Makedonya’nın, Ohrid Çerçeve Anlaşması’nın yıldönümü töreninde, öldürülen Ulusal Kurtuluş Ordusu’na (UCK) bağlı isyancıları takdir eden etnik Arnavut Savunma Bakanı Fatmir Besimi ile ilgili bir tartışma, Balkan ülkesinde erken seçimlere yol açabilir.
İktidardaki VMRO-DPMNE partisinin Makedonya’yı savunanların hak ve imtiyazlarına ilişkin bir yasa önerisinde bulunması, koalisyon ortağı Arnavut Demokratik Bütünleşme Birliği’ni, yasa önerisinin geri çekilmemesi halinde hükümet koalisyonundan ayrılma ve erken parlamento seçimleri çağrısında bulunmakla tehdit etmeye sevk etti.

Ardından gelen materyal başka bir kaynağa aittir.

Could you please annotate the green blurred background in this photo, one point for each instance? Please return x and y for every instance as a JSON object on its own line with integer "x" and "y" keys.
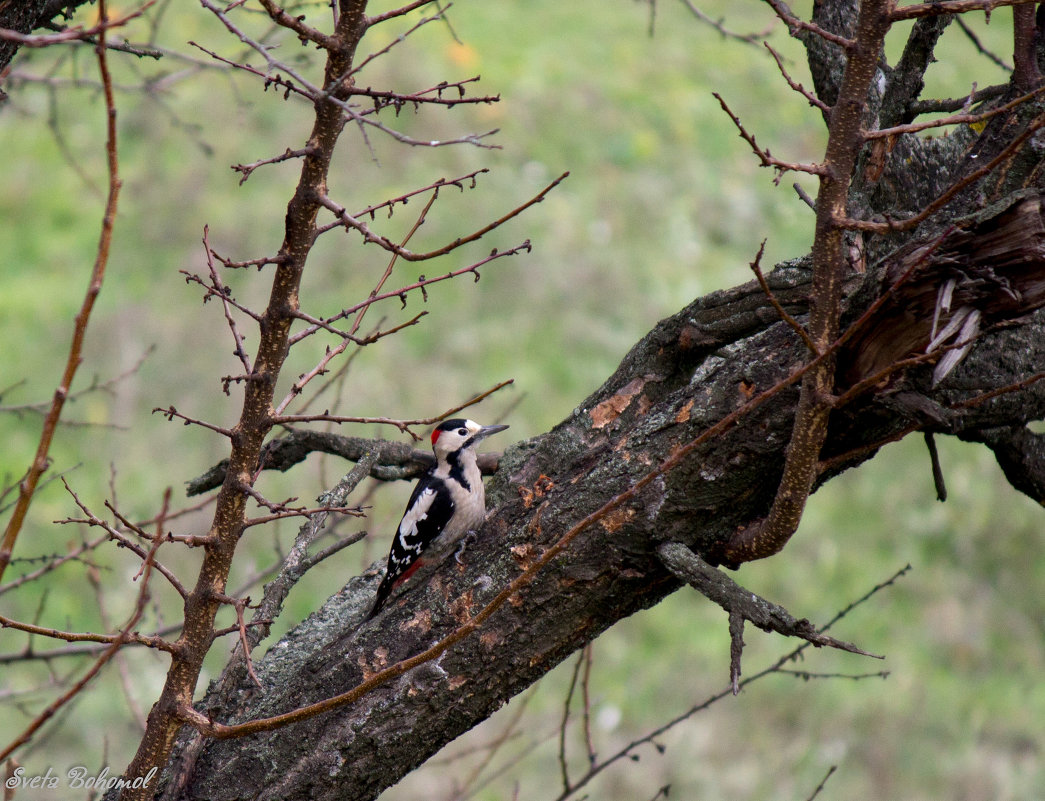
{"x": 664, "y": 203}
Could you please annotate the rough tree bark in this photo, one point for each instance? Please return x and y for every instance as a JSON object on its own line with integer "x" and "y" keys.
{"x": 691, "y": 372}
{"x": 688, "y": 373}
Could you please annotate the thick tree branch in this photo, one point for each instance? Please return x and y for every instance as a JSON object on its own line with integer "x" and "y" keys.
{"x": 687, "y": 376}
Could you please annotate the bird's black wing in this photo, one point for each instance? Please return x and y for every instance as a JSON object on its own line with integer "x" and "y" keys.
{"x": 428, "y": 510}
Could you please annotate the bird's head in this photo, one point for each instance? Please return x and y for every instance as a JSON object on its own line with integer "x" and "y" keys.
{"x": 457, "y": 434}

Üsküp’teki Siyasi Araştırma Enstitüsü analistlerinden Vladimir Bozinovski SETimes‘a verdiği demeçte, “Hükümetin koalisyon krizi alışılmadık bir şey değil, ama hükümetin erken seçimle kurulmasından bir buçuk yıl sonra erken seçime gidilmesine neden olacak kadar de faktör yok.” diyor.
Bozinovski, çoğu blog yazarlarının yeni bir seçimin para, zaman ve demokratik itibar kaybı olacağı yönündeki kaygılarını yineliyor.
Bozinovski, “Kamuoyu anketleri sürekli olarak parti sıralamalarının hafif değiştiğini ve başka bir erken seçim yapıldığı takdirde önemli bir değişiklik olmayacağını gösteriyor.” diyor.
VMRO-DPMNE 2006 yılında iktidara gelmesinden bu yana iki yılda bir erken seçim gördü ve art arda altı seçim zaferi yaşadı.
Muhalefet, Mart ayında yapılması planlanan yerel seçimlerle birlikte yeni bir seçimi kabul ettiğini açıkladı.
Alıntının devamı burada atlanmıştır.